Auf diesem Feld ist im Juli und im August jeweils einmal gemessen worden. Nach dem Zufallsprinzip wurden aus jeder der insgesamt acht Parzellen des Versuchsfeldes je zwei, dem Augenschein nach durchschnittliche Pflanzen für die Messung ausgewählt. Bei der heutigen Messung geht es bei der Auswahl allerdings nur noch darum, ein paar einigermaßen grüne Pflanzen zu finden. Christine Zipfel ist zufrieden, wenn ihr zum jeweiligen Zeitpunkt mindestens eine gute und auswertbare Messung pro Parzelle gelingt.

Jede Menge Einflussfaktoren

Im Feld gibt es natürlich eine Fülle von Einflussfaktoren, die ein Messergebnis beeinflussen können und die schwer einzuschätzen sind. So ist die Zusammensetzung der Duftstoffe bei Pflanzen einer Sorte zwar in der Regel gleich - jedenfalls was die Hauptkomponenten betrifft - , aber es kann erhebliche Unterschiede in der Menge der abgegebenen Duftstoffe geben. Pflanzen, die sich äußerlich kaum unterscheiden, ein ähnliches Gewicht haben und von etwa gleich viel Schmetterlingslarven befallen sind, können dennoch sehr unterschiedliche Mengen Duftstoffe ausschütten.

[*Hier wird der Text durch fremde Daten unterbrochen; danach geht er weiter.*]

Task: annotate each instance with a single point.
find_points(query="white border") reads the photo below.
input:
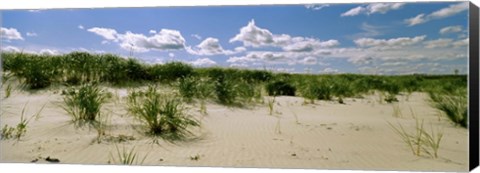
(55, 4)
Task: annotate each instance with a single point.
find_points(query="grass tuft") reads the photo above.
(126, 157)
(84, 104)
(163, 115)
(453, 104)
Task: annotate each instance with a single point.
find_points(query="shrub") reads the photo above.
(126, 157)
(454, 105)
(84, 104)
(278, 88)
(188, 88)
(171, 71)
(225, 90)
(163, 115)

Vielleicht, weil sie in ihrer Grundkonstitution verschieden sind, vielleicht gibt es aber auch Pilzbefall, Wurzelschädlinge oder andere Faktoren, die den Dufthaushalt beeinflussen.

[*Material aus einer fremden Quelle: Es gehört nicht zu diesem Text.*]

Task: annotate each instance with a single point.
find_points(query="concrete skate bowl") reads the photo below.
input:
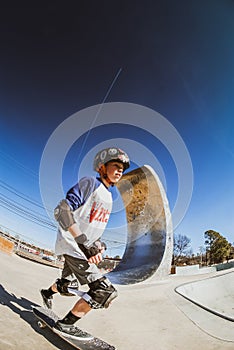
(215, 294)
(148, 250)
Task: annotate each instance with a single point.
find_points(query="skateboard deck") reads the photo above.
(47, 318)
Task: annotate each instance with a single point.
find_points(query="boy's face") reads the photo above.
(114, 171)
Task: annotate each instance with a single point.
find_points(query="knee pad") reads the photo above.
(62, 285)
(100, 294)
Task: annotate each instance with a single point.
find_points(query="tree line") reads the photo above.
(216, 250)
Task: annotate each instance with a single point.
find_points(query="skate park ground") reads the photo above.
(149, 315)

Deshalb wurden im Labor Voruntersuchungen gemacht, um zunächst die Duftmuster der einzelnen Sortenpaare ohne Standort- und Befallseinflüsse zu bestimmen und später mit den Felddaten vergleichen zu können. Außerdem werden zusätzlich zu den Feldmessungen molekulare Untersuchungen gemacht. Von den einzelnen Sorten aus den verschiedenen Parzellen werden Blattproben genommen und daraufhin untersucht, ob bestimmte Gene angeschaltet sind, die für einzelne Duftkomponenten zuständig sind.

Erste Ergebnisse

Bislang haben die Messungen im Labor und im Feld keinen nachweisbaren Bt-Effekt gezeigt. Es hat zwar bei einem Sortenpaar - der transgenen Sorte Novelis (Mon 810) und ihrer isogenen Ausgangssorte Nobilis - Unterschiede sowohl im Duftspektrum als auch in der Menge der abgegebenen Stoffe gegeben. Das ist nach Einschätzung von Christine Zipfel aber eher ein Sorteneffekt d.h. darauf zurückzuführen, dass dieses Sortenpaar sich doch weitgehender unterscheidet als nur durch die gentechnische Veränderung.

In diesem aber auch im letzten Jahr gab es Ende Juli/ Anfang August von einer Messung auf die andere plötzlich eine komplett andere Duftkomposition und zwar bei allen untersuchten transgenen und isogenen Sorten. Ob und in welcher Weise vielleicht die Extrem-Wetterlagen, im letzten Jahr das Hochwasser, in diesem Jahr anhaltende Hitze, dazu beigetragen haben - das bleibt vorerst noch ein Rätsel.